The Draft continues: “Why should our spirit not take upon itself torment and restlessness for the sake of sanctification? But all this will come over you, for I already hear the steps of those who bear the keys to open the gates of the depths. The valleys and mountains that resound with the noise of battles, the lamentation arising from innumerable inhabited sites is the omen of what is to come. My visions are truth for I have beheld what is to come. But you are not supposed to believe me, because otherwise you will stray from your path, the right one, that leads you safely to your suffering that I have seen ahead.

May no faith mislead you, accept your utmost unbelief it guides you on your way. Accept your betrayal and infidelity, your arrogance and your better knowledge, and you will reach the safe and secure route hat leads you to your lowest; and what you do to your lowest, you will do to the anointed. Do not forget this: Nothing of the law of love is abrogated, but much has been added to it.

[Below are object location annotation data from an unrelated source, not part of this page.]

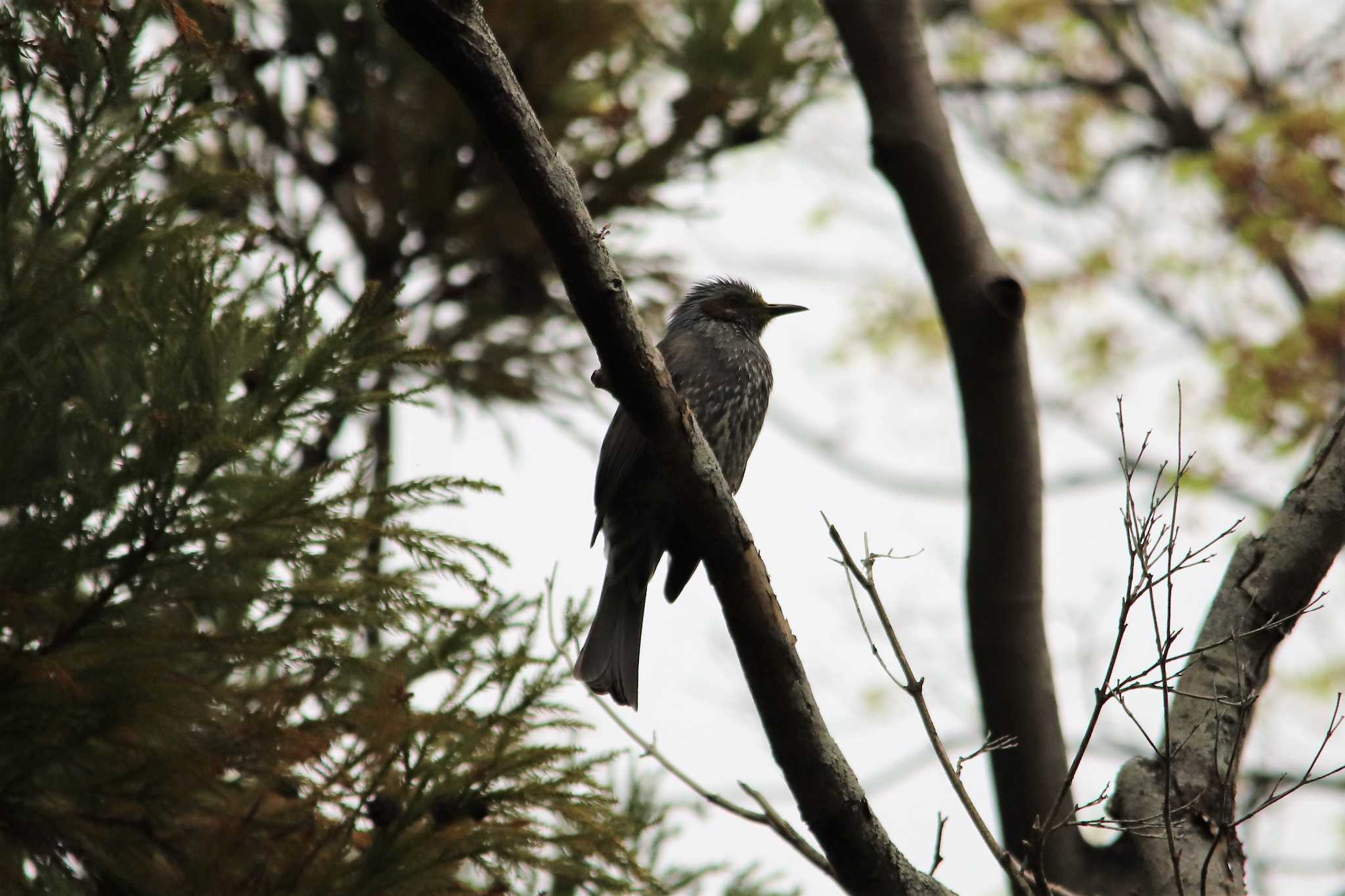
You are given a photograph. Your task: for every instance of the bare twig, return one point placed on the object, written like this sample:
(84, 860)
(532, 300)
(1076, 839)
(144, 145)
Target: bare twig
(915, 689)
(1308, 778)
(940, 820)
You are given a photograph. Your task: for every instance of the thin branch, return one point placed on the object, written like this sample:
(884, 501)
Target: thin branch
(1308, 778)
(454, 37)
(915, 689)
(940, 820)
(768, 816)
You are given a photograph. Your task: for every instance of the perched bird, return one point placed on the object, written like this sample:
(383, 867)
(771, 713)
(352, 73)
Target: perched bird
(713, 351)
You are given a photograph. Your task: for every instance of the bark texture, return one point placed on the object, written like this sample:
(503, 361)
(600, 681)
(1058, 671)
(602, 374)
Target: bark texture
(1268, 585)
(454, 37)
(982, 308)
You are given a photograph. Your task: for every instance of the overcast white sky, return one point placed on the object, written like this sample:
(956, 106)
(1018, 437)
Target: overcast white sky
(758, 218)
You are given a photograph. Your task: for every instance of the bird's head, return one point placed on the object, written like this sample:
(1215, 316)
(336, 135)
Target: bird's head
(730, 301)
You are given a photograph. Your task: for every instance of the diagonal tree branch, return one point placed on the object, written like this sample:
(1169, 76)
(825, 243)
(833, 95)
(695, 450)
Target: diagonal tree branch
(1270, 581)
(982, 308)
(454, 37)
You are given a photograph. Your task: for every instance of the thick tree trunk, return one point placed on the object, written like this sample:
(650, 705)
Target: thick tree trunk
(982, 308)
(454, 37)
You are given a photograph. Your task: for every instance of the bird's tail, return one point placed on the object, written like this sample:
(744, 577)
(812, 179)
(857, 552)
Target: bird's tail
(609, 661)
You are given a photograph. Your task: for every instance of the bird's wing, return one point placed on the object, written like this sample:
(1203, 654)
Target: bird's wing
(623, 446)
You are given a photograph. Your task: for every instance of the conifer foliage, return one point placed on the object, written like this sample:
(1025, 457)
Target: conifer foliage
(190, 702)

Cursed unto himself is he who kills the one capable of love in himself for the horde of the dead who died for the sake of love is immeasurable, and the mightiest among these dead is Christ the Lord. Holding these dead in reverence is wisdom. Purgatory awaits those who murder the one in themselves who is capable of love. You will lament and rave against the impossibility of uniting the lowest in you with the law of those who love.

I say to you: Just as Christ subjugated the nature of the physical to the spirit under the law of the word of the father, the nature of the spirit shall be subjugated to the physical under the law of Christ’s completed work of salvation through love. You are afraid of the danger; but know that where God is nearest, the danger is greatest. How can you recognize the anointed one without any danger? Will one ever acquire a precious stone with a copper coin?

The lowest in you is what endangers you. Fear and doubt guard the gates of your way. The lowest in you is the unforeseeable for you cannot see it. Thus shape and behold it. You will thus open the floodgates of chaos. The sun arises from the darkest, dampest, and coldest. The unknowing people of this time only see the one; they never see the other approaching them. But if the one exists, so does the other” (pp. 409-10).

Jung here implicitly cites the opening lines of Friedrich Holderlin’s “Patmos,” which was one of his favorite poems: “Near is / the God, and hard to grasp. / But where danger is, / salvation also grows.” Jung discussed this in Transformations and Symbols of the Libido (1912, CW B, §65If). ~Carl Jung’s Red Book; Footnote 205.